Twenty–nine

Pen Ohmsford's ascent from the ravine was an endless slog. Burdened with self–recrimination and despair, it was all he could do to place one foot in front of the other. He kept thinking he should go back, should attempt one final time to free Cinnaminson, make one more plea or take one last stand. But he knew it was pointless even to think about doing so. Nothing would change until he had some better means of succeeding. Yet he couldn't stop thinking about it. He couldn't stop himself from feeling that he should have done more.

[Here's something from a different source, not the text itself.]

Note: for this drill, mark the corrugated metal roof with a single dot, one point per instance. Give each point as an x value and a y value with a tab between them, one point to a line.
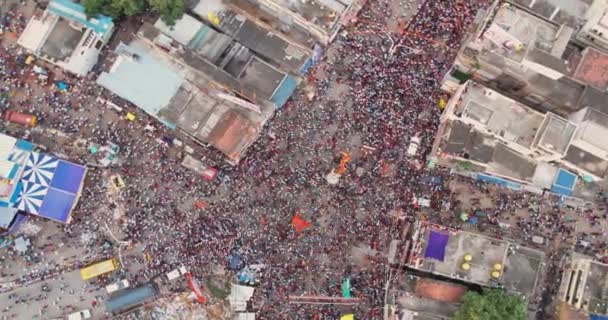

Lead–footed, he climbed through the hazy darkness, working his way up the narrow switchback trail, ducking under vines and brushing past brambles and scrub, leaning on his staff for support, his thoughts scattered all over the place. His grip about the rune–carved handle of the darkwand helped to center him, a reassurance that he had accomplished something in the midst of all the failures. Lives had been lost and hopes blown away like dried leaves in a strong wind, and he blamed himself for most of it. He should have done better, he kept telling himself, even though he could not think what more he might have done or exactly what he might have changed. Hindsight suggested possibilities, but hindsight was deceptive, sifted through a filter of distance and reason. Things were never so easy as they seemed later. They were mostly wild and confused and emotionally charged. Hindsight pretended otherwise.

But knowing so didn't make him feel any better. Knowing so only made him work harder to find a reason to believe he had failed.

He took some comfort in the fact that he had gotten to Stride–gate at all, that he had confronted the tanequil and found a way to communicate with it, that he had secured the limb he needed and shaped it into the darkwand. He had gotten much farther with his quest than he had ever believed he would. He had never spoken of it, but he had always thought in the back of his mind that what the King of the Silver River had sent him to do was impossible. He had always thought that he was the wrong choice, a boy with little experience and few skills, a boy asked to do something that most grown men would not even attempt. He did not know what had persuaded him to try. He guessed it was the expectations of those who had accompanied him. He guessed it was his own need to prove himself.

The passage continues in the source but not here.